Australian makers Ainsworth Game Technology (AGI.AU) and Aristocrat Leisure (ALL.AU) could be worth a look for their exposure to Asia, but both are rather pricy, valued at $1.1 and $2.1 billion US respectively. Cross-border mergers are always tricky, and the complementary nature seen in the Bally and SciGames deals just isn’t there; the portfolios of Ainsworth and Aristocrat would likely have some redundancy with those of Bally, WMS, or IGT.
All told, there doesn’t look to be another sensible, large combination available in the casino supplier industry. There is one highly speculative, high-risk stock that could be of interest, most likely to Bally: PokerTek (PTEK). The tiny company – its market value is about $12 million – makes electronic poker tables, and is expanding into other electronic table games (most notably baccarat). The company is returning to Mexico and expanding into Latin America, while CEO Mark Robertson noted on the most recent conference call that the company is awaiting regulatory approval in Macau as well.

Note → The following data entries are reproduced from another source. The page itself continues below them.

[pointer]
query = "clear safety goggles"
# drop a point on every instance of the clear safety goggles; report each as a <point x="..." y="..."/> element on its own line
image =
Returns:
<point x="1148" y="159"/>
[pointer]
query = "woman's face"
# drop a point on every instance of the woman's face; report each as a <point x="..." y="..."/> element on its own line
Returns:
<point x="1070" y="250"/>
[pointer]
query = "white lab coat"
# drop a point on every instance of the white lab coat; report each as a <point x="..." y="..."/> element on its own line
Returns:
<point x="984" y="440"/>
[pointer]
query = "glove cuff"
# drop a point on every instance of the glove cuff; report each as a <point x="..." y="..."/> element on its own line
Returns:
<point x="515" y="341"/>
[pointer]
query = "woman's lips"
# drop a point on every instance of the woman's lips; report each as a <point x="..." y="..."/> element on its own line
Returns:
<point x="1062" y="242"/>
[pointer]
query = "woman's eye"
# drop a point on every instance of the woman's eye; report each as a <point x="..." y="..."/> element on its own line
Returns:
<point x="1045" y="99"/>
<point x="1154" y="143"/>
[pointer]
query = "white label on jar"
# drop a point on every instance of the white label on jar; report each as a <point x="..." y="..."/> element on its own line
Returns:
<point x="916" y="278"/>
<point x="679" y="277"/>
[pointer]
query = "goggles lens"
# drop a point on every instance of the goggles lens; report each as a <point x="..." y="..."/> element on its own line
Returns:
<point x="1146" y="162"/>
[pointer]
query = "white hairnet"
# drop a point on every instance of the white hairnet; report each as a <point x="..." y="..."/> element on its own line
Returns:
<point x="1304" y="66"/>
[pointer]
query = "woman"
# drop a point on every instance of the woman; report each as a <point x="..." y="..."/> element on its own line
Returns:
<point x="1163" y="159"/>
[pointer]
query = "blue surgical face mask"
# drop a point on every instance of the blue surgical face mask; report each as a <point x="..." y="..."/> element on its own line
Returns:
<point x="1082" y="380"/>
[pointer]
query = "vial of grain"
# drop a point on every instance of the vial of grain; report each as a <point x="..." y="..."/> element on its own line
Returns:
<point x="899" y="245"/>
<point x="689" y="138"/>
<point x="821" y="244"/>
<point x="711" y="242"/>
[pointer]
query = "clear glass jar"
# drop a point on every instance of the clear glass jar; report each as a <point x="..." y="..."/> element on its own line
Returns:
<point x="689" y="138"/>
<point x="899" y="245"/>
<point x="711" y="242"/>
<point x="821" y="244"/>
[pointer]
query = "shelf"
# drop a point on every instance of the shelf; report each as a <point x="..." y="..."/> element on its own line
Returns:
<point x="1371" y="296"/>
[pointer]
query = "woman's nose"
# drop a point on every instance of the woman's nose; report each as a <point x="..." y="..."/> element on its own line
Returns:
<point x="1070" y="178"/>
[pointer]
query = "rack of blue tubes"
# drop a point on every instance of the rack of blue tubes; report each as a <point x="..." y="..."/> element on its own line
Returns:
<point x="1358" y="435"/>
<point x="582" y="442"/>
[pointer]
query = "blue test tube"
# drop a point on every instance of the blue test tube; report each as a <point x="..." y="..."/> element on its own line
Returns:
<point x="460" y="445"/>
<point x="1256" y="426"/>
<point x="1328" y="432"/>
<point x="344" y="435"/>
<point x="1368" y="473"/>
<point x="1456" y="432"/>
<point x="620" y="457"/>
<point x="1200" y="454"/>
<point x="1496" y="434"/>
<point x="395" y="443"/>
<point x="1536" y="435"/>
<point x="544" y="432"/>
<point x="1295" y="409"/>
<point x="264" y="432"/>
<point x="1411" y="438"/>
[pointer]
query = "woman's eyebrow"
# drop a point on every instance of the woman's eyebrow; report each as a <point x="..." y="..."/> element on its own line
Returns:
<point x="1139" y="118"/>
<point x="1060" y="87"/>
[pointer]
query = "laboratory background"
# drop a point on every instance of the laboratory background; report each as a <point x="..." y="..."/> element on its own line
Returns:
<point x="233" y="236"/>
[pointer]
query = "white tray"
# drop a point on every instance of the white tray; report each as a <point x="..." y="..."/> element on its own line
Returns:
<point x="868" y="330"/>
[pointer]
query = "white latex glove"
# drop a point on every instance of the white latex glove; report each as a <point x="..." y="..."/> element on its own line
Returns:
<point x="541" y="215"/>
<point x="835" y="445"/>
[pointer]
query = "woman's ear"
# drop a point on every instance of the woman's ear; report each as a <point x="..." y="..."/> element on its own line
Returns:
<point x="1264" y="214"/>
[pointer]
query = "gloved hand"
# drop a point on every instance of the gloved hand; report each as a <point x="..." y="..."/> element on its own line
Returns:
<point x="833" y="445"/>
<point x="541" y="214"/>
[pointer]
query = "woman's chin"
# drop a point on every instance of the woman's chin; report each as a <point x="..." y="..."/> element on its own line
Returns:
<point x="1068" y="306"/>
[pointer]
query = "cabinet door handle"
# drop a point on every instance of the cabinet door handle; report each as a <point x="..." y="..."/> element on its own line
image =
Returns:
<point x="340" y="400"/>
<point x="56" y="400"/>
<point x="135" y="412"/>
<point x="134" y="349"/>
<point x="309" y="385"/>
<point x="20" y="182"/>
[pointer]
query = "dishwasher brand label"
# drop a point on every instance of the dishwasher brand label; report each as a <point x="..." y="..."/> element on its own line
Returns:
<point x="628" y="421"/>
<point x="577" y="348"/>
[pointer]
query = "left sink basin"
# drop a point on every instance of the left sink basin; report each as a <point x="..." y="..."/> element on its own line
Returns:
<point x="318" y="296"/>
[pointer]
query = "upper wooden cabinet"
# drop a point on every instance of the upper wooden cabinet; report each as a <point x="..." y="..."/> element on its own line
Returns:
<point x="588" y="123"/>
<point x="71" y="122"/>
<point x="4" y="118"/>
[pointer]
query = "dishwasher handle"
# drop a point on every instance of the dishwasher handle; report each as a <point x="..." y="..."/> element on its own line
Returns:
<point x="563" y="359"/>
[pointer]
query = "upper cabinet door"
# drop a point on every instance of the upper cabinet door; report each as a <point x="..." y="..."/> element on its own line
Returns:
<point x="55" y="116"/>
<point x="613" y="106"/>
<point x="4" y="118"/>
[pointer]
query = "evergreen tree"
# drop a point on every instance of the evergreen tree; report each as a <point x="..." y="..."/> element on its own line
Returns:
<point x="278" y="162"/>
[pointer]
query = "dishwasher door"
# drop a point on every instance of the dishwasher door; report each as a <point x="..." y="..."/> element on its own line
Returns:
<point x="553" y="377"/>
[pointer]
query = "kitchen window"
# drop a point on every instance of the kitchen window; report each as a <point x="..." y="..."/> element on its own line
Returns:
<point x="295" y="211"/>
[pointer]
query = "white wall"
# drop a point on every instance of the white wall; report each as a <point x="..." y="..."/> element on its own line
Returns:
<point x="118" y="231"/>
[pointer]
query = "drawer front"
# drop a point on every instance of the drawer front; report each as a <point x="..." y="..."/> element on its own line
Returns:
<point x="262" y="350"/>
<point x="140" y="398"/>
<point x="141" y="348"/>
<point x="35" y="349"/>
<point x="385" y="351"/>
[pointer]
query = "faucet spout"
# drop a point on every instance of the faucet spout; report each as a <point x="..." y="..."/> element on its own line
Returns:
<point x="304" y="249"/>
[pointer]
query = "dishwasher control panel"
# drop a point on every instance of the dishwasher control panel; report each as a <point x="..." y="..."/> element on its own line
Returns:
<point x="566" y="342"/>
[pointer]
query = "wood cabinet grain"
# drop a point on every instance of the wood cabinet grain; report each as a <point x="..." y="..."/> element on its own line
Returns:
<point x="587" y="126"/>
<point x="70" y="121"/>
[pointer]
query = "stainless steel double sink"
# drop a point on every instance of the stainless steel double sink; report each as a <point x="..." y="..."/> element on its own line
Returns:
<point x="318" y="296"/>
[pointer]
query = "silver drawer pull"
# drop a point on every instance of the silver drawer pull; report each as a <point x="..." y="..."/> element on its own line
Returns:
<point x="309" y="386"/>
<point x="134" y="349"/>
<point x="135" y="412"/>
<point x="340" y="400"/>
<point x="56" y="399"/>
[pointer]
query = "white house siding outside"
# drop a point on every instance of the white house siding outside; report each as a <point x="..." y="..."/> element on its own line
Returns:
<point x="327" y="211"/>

Again, the tiny size and small trading volume make this stock highly volatile and highly risky. But if PokerTek can show the viability of its product, it would make an interesting small acquisition for Bally to add to its electronic gaming portfolio. A purchase price of $20-$25 million (double the company’s current value) would likely not cost much more than in-house development of PokerTek’s existing platform, and PokerTek’s recently renewed five-year contract with Carnival Cruise Lines would provide some guaranteed recurring revenue going forward. PokerTek’s product could easily be integrated into Bally/SHFL’s existing EGM development and sales forces, and the regulatory delays now seen in Macau would be eliminated as well.
It’s not a likely deal; but there simply aren’t that many left. The two major deals among US casino suppliers this year likely represent the end, rather than the beginning, of consolidation in the industry. There are now three major, international suppliers left, each taking a slightly different path toward the future. Now that the visions appear to be set, it seems likely to come down to execution.